6. Si è costituito in giudizio il Ministero della difesa, contestando le dedotte censure.


7. Il ricorso è stato inserito nei ruoli d'udienza del 24/02/04.

MOTIVI DELLA DECISIONE

1. Il Tribunale amministrativo regionale ha respinto il ricorso con cui il carabiniere M. aveva impugnato il provvedimento di sua dispensa dal servizio per scarso rendimento.

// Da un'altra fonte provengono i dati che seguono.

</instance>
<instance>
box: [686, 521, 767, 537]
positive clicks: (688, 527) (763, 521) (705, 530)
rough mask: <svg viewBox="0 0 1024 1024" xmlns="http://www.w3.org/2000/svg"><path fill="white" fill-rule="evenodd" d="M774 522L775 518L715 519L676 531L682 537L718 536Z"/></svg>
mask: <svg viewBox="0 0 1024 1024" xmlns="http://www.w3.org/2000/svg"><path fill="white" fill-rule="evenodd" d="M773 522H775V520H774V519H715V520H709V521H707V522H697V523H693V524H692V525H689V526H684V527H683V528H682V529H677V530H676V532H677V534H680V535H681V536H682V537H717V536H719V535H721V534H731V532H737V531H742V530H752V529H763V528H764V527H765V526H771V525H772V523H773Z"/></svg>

2. Con il primo motivo di appello la sentenza viene censurata nella parte in cui ha ritenuto che la Commissione non dovesse giustificare il mancato ricorso alle testimonianze dei superiori: secondo l'appellante tale comportamento dovrebbe essere fatto risalire alla sfera di discrezionalità dell'Amministrazione, come tale necessitante di apposita motivazione. La tesi non può essere condivisa. L'art. 12 della L. 18 ottobre 1961 n. 1168, nel testo novellato dall'art. 9 della L. 1° febbraio 1989 n. 53, prevede che il militare di truppa dell'Arma dei carabinieri cessi dal servizio continuativo anche prima del raggiungimento del limite di età ...omissis... c) per scarso rendimento, nonché gravi reiterate mancanze disciplinari che siano state oggetto di consegna di rigore.
L'art. 17 della medesima legge prevede che il provvedimento di dispensa sia adottato a seguito di proposta delle autorità gerarchiche da cui dipende il militare e previo parere delle autorità competenti ad esprimere giudizi sull'avanzamento.
Non può evincersi, dalla lettera delle richiamate disposizioni, alcun vincolo dell'Amministrazione circa l'interpello dei superiori del militare, il cui intervento assume la configurazione di mera eventualità posta a disposizione della Commissione ove ritenga di dover ulteriormente integrare gli elementi già a sua disposizione. Né può ritenersi, come vorrebbe l'appellante, che la Commissione debba comunque giustificare il mancato ricorso a tale facoltà, in quanto la sufficienza degli elementi interessanti il procedimento di dispensa costituisce un fatto obiettivo, che di per sà dà ragione o meno del comportamento adottato.

 

3. Con il secondo motivo di appello si contesta la sentenza nella parte in cui ha ritenuto, in base alla documentazione di causa, che all'interessato sia stata correttamente data la possibilità di partecipare al procedimento di dispensa. Sostiene l'appellante che questa partecipazione sarebbe stata lacunosa, in quanto le dichiarazioni rese a verbale dal Mameli palesavano lo stato di soggezione psicologica, sicchè le possibilità offerte per una valida difesa orale sarebbero state vanificate e che non gli era stato concesso di presentare proprie controdeduzioni per iscritto, né tantomeno gli era stato assegnato un termine per la presentazione delle stesse.
Le ragioni esposte non possono essere condivise: l'appellante ipotizza una scansione procedimentale puntuale che non trova riscontro nelle previsioni legislative, assai sobrie, che riguardano il procedimento di dispensa del militare. D'altro canto, nei confronti del M., l'Amministrazione ha rispettato (e questo non è oggetto di contestazione) quanto previsto dall'ordinamento in tema di comunicazione di avvio del procedimento (art. 7 L. n. 241 del 1990) e dei conseguenti diritti (art. 10 L. n. 241 del 1990) di prendere visione degli atti del procedimento e di presentare memorie scritte e documenti, che l'Amministrazione ha l'obbligo di valutare ove siano pertinenti all'oggetto del procedimento; come pure ha richiamato il D. M. n. 603 del 1993, recante disposizioni di attuazione degli artt. 2 e 4 della L. n. 241 del 1990 nell'ambito dell'Amministrazione della difesa.
Di talchè non può ragionevolmente sostenersi che al M. non siano state offerte tutte le possibilità, previste dall'ordinamento, di partecipazione al procedimento che lo interessava. Peraltro, come risulta dal verbale n. 35 del 7/7/95, in atti, il ricorrente ha rilasciato dichiarazioni spontanee a verbale, in difesa di quelle ragioni che ritiene, invece, conculcate.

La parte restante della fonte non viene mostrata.